C.N. Douglas, comp. Forty Thousand Quotations: Prose and Poetical. 1917.
Cupid
That blind, rascally boy that abuses every one’s eyes, because his own are out.
Love, well thou knowest, no partnership allows; Cupid averse rejects divided vows.
Love is a child that talks in broken language, yet then he speaks most plain.
The wounds invisible that Love’s keen arrows make.
Thou art figured blind, and yet we borrow our best sight from thee.
There is music in the beauty, and the silent note which Cupid strikes, far sweeter than the sound of an instrument.

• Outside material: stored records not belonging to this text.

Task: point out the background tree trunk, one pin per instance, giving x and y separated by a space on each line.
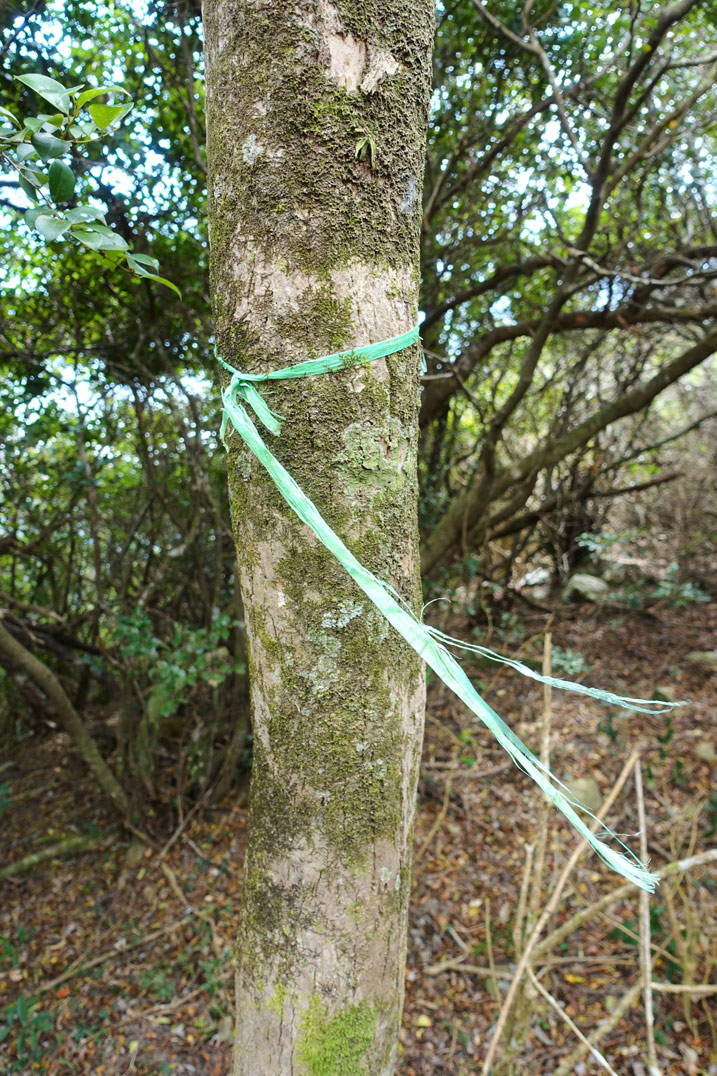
317 118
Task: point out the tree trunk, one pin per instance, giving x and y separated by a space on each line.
315 136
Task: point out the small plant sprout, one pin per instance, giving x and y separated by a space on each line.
34 146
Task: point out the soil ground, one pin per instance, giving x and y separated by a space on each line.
115 961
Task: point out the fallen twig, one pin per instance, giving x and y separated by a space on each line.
70 846
574 1028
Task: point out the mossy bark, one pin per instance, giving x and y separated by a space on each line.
317 117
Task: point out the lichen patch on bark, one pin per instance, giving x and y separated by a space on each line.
313 251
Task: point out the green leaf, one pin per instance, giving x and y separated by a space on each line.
61 182
139 260
160 280
85 213
89 95
85 129
99 238
51 123
51 227
28 188
8 114
106 114
50 146
50 88
33 124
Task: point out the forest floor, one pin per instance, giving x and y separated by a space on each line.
115 962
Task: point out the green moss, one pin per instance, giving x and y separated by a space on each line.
335 1044
290 202
276 1003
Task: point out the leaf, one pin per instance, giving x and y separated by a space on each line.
50 146
33 124
50 88
137 260
99 238
61 182
85 213
160 280
106 114
28 188
51 123
8 114
89 95
51 227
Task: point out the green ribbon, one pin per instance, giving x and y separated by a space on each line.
427 642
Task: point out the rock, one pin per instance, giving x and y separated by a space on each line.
586 791
706 751
582 586
707 657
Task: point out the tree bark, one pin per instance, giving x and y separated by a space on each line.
317 116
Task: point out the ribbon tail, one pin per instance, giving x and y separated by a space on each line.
433 652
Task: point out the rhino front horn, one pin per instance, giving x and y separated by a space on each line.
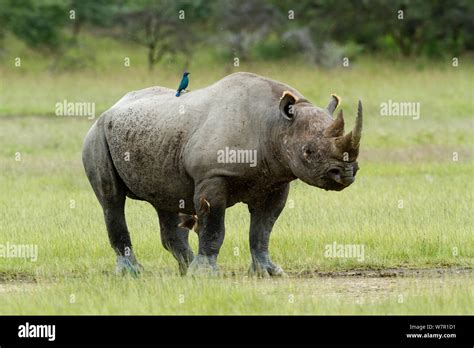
357 131
350 141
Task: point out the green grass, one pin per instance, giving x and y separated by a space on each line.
401 159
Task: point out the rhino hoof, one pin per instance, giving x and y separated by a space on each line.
266 271
126 266
203 266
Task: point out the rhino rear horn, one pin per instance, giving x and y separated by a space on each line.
333 103
336 129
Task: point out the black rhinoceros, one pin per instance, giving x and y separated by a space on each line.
242 139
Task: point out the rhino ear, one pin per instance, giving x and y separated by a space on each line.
333 103
287 103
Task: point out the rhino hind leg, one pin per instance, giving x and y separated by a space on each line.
111 193
175 239
210 198
263 215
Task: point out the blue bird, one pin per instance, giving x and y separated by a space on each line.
184 83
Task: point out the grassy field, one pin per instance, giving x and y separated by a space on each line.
410 207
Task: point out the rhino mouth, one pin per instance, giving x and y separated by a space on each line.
331 185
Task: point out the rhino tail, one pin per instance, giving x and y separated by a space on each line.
188 221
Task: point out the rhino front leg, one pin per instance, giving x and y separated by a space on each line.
263 214
210 203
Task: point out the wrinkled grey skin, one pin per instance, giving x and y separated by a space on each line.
161 149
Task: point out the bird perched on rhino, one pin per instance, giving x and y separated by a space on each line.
183 84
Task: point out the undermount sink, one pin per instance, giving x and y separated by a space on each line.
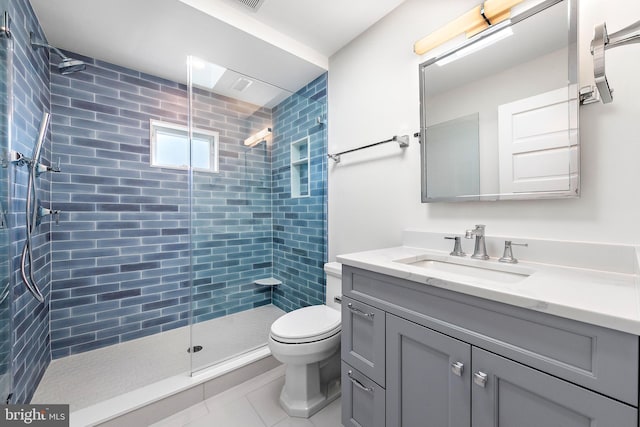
488 272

There is an English song beginning, “Love knocks at the door.” He knocks less often than he finds it open.
Love is ever busy with his shuttle, is ever weaving into life’s dull warp bright, gorgeous flowers, and scenes Arcadian.
According to the Asiatics, Cupid’s bow is strung with bees which are apt to sting, sometimes fatally, those who meddle with it.
Before the birth of Love, many fearful things took place through the empire of necessity; but when this god was born, all things rose to men.
We say love is blind, and the figure of Cupid is drawn with a bandage around his eyes. Blind—yes, because he does not see what he does not like; but the sharpest-sighted hunter in the universe is Love for finding what he seeks, and only that.
In the true mythology, Love is an immortal child, and Beauty leads him as guide; nor can we express a deeper sense than when we say Beauty is the pilot of the young soul.
Love can take what shape he pleases; and when once begun his fiery inroad in the soul, how vain the after knowledge which his presence gives! We weep or rave; but still he lives, and lives master and lord, amidst pride and tears and pain.